The low value of Oshkosh’s shares can be attributed to the frequent news of anticipated cuts to defense spending and cash strapped municipalities. Frankly, the bad news seems to be priced in and with the strong fundamentals, this stock seems poised for greatness. Since Mr. Rodriguez initiated his position slightly higher than the current market, it seems that this would be a valid entry point. The strong operating margin of 6.77% blows away the two closest competitors, Terex (NYSE:TEX) and Federal Signal Corporation (NYSE:FSS), both which come in below 2%. The 18.7% return on equity is further reassurance that the right individuals are in the driver seat to steer Oshkosh in the right direction. Even with cuts in spending, emergency and defense vehicles should remain a top priority and Oshkosh will continue to provide these important goods.
Newfield Exploration Company (NYSE:NFX) – Mr. Rodriguez added to his position in NFX at an average price of $56.15, to bring his total position up to 655,300. Ronald has been widely known for being bullish on energy stocks in the past, and his funds have enjoyed handsome rewards because of it. With the world's need for energy ever increasing, especially in emerging markets, Newfield is an excellent diversified play. As with many energy firms, it has been beaten down due to the overall market and low cost of crude oil. Although, with oil once again topping $100 a barrel, this could be a rather attractive play at these levels.

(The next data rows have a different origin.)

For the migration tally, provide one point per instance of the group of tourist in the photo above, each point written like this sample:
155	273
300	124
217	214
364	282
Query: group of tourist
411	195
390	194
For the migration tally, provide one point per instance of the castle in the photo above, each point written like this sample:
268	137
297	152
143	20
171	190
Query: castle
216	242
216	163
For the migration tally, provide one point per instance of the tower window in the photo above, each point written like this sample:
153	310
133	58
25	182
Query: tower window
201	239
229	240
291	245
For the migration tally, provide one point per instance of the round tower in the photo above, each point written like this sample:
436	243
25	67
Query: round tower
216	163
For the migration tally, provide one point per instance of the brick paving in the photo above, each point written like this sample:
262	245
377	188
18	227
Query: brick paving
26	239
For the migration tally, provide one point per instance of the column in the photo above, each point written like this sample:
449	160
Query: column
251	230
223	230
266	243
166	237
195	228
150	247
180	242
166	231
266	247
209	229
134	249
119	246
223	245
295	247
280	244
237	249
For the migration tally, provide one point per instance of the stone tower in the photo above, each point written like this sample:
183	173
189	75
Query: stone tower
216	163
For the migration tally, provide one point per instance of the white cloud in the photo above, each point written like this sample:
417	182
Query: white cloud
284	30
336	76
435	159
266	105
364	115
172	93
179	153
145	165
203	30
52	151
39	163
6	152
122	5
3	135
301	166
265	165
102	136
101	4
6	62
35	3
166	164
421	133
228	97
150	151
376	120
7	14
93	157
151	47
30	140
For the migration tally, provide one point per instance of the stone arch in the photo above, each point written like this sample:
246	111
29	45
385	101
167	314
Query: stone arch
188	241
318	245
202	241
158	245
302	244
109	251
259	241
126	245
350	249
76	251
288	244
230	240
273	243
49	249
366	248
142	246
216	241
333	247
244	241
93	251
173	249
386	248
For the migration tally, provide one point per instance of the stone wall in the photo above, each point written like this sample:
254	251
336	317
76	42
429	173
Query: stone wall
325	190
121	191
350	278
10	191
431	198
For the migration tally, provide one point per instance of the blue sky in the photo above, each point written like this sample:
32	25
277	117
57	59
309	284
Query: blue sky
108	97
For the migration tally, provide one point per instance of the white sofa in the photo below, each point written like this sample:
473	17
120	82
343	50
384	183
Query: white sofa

Newfield currently trades around $40, slightly above its yearly low of $34.42. Quarterly revenue growth of 39.9% outpaces both major competitors Cabot Oil and Gas (NYSE:COG) and Forest Oil Corporation (NYSE:FST) by a landslide. Strong deep water positions should help increase domestic oil growth, while the project in Malaysia that begins later this winter will drive revenue internationally. If you’re looking for a speculative play on the continued rise in energy prices, Newfield Exploration is worth a second look.
Disclosure: I have no positions in any stocks mentioned, and no plans to initiate any positions within the next 72 hours.